The CANDISC Procedure

Computational Details


General Formulas

Canonical discriminant analysis is equivalent to canonical correlation analysis between the quantitative variables and a set of dummy variables coded from the CLASS variable. In the following notation, the dummy variables are denoted by $\mb{y}$ and the quantitative variables are denoted by $\mb{x}$. The total sample covariance matrix for the $\mb{x}$ and $\mb{y}$ variables is

\[  \mb{S} = \left[\begin{matrix}  \mb{S}_{xx}   &  \mb{S}_{xy}   \cr \mb{S}_{yx}   &  \mb{S}_{yy}   \end{matrix}\right]  \]

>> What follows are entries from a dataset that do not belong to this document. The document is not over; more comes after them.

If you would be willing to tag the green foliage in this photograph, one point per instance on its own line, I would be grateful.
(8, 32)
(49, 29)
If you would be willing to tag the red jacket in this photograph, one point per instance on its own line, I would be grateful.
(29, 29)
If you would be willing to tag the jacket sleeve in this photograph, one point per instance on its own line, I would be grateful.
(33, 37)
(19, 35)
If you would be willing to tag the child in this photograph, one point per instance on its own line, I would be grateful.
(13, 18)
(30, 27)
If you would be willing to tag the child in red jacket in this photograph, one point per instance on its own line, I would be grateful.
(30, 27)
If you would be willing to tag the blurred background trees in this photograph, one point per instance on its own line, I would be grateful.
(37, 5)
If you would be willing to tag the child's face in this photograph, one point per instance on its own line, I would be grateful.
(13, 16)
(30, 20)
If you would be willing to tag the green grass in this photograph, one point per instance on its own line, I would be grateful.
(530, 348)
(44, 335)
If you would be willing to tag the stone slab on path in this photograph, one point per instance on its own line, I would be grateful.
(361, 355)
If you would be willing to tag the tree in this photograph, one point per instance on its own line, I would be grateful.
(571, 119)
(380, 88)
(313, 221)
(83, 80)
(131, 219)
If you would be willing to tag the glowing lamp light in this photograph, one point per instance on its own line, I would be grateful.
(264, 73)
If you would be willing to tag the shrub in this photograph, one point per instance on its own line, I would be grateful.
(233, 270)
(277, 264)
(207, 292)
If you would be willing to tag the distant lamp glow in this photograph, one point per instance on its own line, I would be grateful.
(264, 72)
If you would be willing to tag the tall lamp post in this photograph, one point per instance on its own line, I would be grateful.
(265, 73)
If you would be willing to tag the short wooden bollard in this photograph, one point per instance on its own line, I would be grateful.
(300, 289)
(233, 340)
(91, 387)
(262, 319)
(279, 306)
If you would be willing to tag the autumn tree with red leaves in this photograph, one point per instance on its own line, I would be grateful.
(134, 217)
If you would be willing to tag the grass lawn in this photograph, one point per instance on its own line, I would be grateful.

When c is the number of groups, $n_ t$ is the number of observations in group t, and $\mb{S}_ t$ is the sample covariance matrix for the $\mb{x}$ variables in group t, the within-class pooled covariance matrix for the $\mb{x}$ variables is

\[  \mb{S}_ p = \frac{1}{\sum n_ t-c} {\sum (n_ t-1)\mb{S}_ t}  \]

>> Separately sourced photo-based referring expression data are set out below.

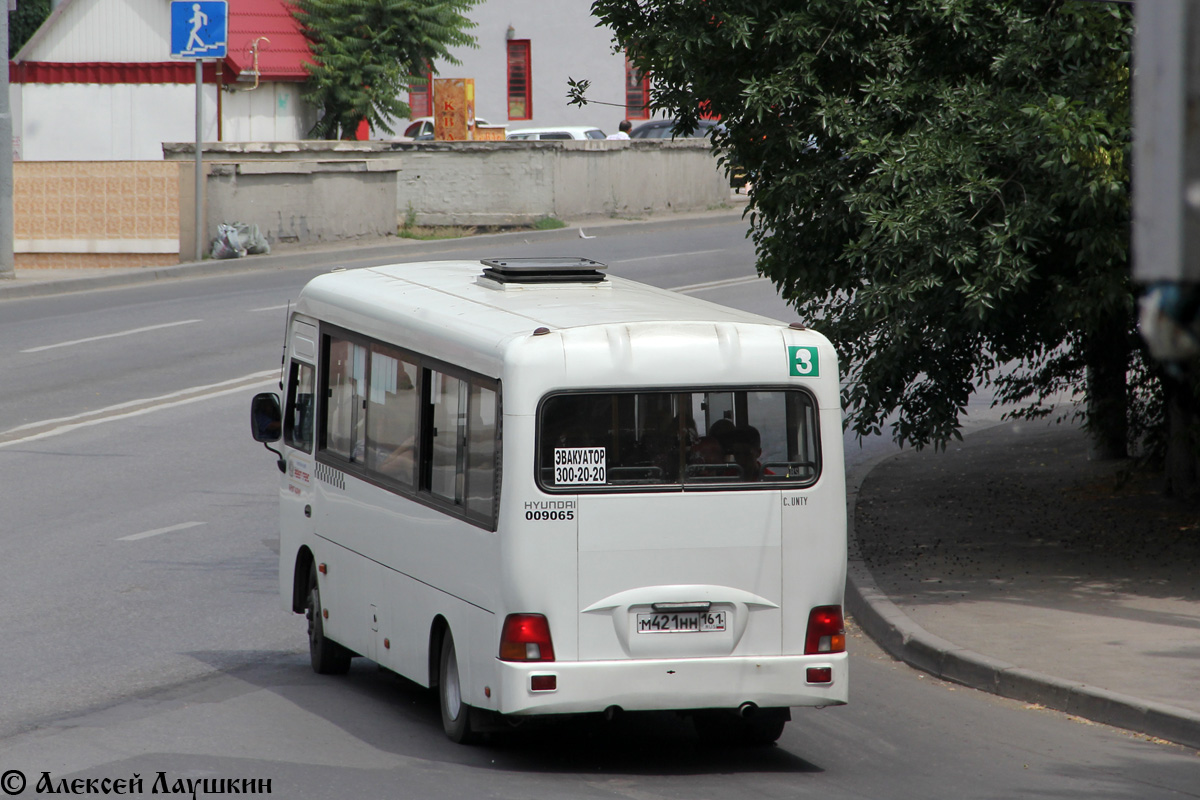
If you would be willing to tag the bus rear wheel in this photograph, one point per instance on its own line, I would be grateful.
(328, 657)
(455, 714)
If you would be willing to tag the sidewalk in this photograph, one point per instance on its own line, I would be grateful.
(1012, 564)
(41, 282)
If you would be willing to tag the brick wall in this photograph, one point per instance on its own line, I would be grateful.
(95, 214)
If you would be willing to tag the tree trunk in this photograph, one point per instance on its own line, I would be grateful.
(1181, 467)
(1108, 395)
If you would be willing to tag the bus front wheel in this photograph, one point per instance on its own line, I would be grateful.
(455, 714)
(328, 657)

The canonical correlations, $\rho _ i$, are the square roots of the eigenvalues, $\lambda _ i$, of the following matrix. The corresponding eigenvectors are $\mb{v}_ i$.

\[  {\mb{S}_ p}^{-1/2}\mb{S}_{xy}{\mb{S}_{yy}}^{-1}\mb{S}_{yx}{\mb{S}_ p}^{-1/2}  \]

Let $\mb{V}$ be the matrix that contains the eigenvectors $\mb{v}_ i$ that correspond to nonzero eigenvalues as columns. The raw canonical coefficients are calculated as follows:

\[  \mb{R} = {\mb{S}_ p}^{-1/2}\mb{V}  \]

The pooled within-class standardized canonical coefficients are

\[  \mb{P} = \mr{diag}(\mb{S}_ p)^{1/2}\mb{R}  \]

The total sample standardized canonical coefficients are

\[  \mb{T} = \mr{diag}(\mb{S}_{xx})^{1/2}\mb{R}  \]

Let $\mb{X}_ c$ be the matrix that contains the centered $\mb{x}$ variables as columns. The canonical scores can be calculated by any of the following:

\[  \mb{X}_ c \,  \mb{R}  \]
\[  \mb{X}_ c \,  \mr{diag}(\mb{S}_ p)^{-1/2}\mb{P}  \]
\[  \mb{X}_ c \,  \mr{diag}(\mb{S}_{xx})^{-1/2}\mb{T}  \]

For the multivariate tests based on $\mb{E}^{-1}\mb{H}$,

\[  \mb{E} = (n-1)(\mb{S}_{yy} - \mb{S}_{yx}\mb{S}_{xx}^{-1}\mb{S}_{xy})  \]
\[  \mb{H} = (n-1)\mb{S}_{yx}\mb{S}_{xx}^{-1}\mb{S}_{xy}  \]

where n is the total number of observations.